Мы ехали на юг по прибрежной дороге, где изредка встречались деревушки – белые домики с двойными мансардами и шиферными крышами, – а затем на запад по плоской пустынной низменности; ее вид в золотистых сумерках заставил меня задрожать, а наш «Рейнджровер» покачивался под порывами свистящего ветра. Далее – тесные лабиринты отвесных скальных стен, а затем – череда зеленых холмов и гладких озер; болота с пламенеющим вереском и мхом, обрамленные высокими скалистыми горами.

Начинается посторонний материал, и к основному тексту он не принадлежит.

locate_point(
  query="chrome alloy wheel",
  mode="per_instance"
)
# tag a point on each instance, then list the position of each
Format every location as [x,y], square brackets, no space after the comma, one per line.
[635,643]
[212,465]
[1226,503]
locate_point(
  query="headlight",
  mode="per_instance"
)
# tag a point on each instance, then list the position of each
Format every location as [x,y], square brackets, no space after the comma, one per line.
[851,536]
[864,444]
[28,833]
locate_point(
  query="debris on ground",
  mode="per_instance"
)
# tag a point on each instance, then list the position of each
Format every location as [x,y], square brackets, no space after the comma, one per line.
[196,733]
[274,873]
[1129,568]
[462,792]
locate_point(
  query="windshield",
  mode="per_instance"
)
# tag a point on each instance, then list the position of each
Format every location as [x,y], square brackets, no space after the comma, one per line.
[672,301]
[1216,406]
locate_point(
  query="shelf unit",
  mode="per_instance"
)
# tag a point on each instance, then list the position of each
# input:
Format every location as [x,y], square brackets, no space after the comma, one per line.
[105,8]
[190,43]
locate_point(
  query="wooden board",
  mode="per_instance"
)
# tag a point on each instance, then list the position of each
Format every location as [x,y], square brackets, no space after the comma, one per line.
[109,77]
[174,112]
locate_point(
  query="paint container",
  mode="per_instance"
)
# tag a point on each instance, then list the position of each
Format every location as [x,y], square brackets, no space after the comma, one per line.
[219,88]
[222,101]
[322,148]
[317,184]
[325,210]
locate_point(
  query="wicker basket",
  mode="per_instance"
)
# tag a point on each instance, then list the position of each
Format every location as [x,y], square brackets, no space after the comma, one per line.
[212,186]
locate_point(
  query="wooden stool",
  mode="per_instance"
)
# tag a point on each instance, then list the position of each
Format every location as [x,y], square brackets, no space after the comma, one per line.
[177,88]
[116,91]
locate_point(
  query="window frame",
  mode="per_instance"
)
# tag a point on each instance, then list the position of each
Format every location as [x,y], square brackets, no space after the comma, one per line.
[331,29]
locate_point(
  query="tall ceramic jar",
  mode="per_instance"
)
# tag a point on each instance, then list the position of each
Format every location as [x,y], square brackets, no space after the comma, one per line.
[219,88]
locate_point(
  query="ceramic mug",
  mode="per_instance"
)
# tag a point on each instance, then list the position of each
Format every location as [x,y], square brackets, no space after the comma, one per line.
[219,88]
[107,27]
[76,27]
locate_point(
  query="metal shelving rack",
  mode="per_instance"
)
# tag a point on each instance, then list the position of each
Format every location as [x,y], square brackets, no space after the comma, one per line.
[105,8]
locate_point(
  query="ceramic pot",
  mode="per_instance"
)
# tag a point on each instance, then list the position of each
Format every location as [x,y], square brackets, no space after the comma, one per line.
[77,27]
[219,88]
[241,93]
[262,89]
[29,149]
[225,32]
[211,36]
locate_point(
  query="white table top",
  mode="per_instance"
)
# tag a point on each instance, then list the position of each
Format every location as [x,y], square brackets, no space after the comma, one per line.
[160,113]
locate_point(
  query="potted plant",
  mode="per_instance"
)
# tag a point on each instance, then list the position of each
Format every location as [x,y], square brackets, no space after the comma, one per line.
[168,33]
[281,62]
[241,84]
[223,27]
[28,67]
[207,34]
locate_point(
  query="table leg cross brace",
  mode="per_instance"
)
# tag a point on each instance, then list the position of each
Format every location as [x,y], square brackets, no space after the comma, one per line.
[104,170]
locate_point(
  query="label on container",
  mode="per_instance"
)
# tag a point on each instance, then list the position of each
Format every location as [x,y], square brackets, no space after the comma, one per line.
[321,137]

И с каждым поворотом – с широкого шоссе на узкую трассу, а затем на почти ненаезженный однополосный проселок, вдоль которого виднелись редкие строения, – я все больше и больше ощущала удаленность от суеты Сторноуэя, не говоря уже о Лондоне. Именно тогда тяжесть в желудке начала усиливаться. Еще до того, как мы достигли западного побережья и я услышала рев Атлантики. Еще до того, как мы пересекли последнее озеро и протряслись по скотопрогонной решетке, а затем по дамбе через узкий пролив. Еще до того, как последние лучи солнца осветили на другом берегу щит с приветственной надписью:
Fàilte gu Eilean Cill Maraigh
Добро пожаловать на остров Килмери
Мои зубы начали стучать еще тогда, когда Джаз гнал машину на запад по единственной дороге. Прочь от огней Урбоста на юго-восточном побережье – поселения с населением шестьдесят шесть человек, – в сторону второй деревни на этом острове, размер которого составлял две с половиной на полторы мили. Эта деревня была древнее и меньше, она находилась на открытом всем ветрам мысу под названием Лонгнесс, и ее население насчитывало менее двадцати человек. Блармор… Мурашки побежали у меня по телу, когда мы свернули на единственную улицу и Джаз наконец остановил автомобиль возле паба – длинного и белого, с черными карнизами, увешанными гирляндами. В его ярко освещенных окнах маячило слишком много людей. Белая вывеска в быстро угасающем свете казалась серой: AM BLÀR MÒR
[2].
– «Блар» – значит «битва», «мор» – «большая». Больше никто ничего не знает, но таковы уж эти острова. Тайна – мать заблуждений. – Джаз усмехнулся, не замечая ни моих стучащих зубов, ни тяжести у меня в желудке, ни моего внезапного и отчаянного желания сказать: «Я знаю. Потому что я не просто бывала здесь раньше, мне всю жизнь снились кошмары об этом месте».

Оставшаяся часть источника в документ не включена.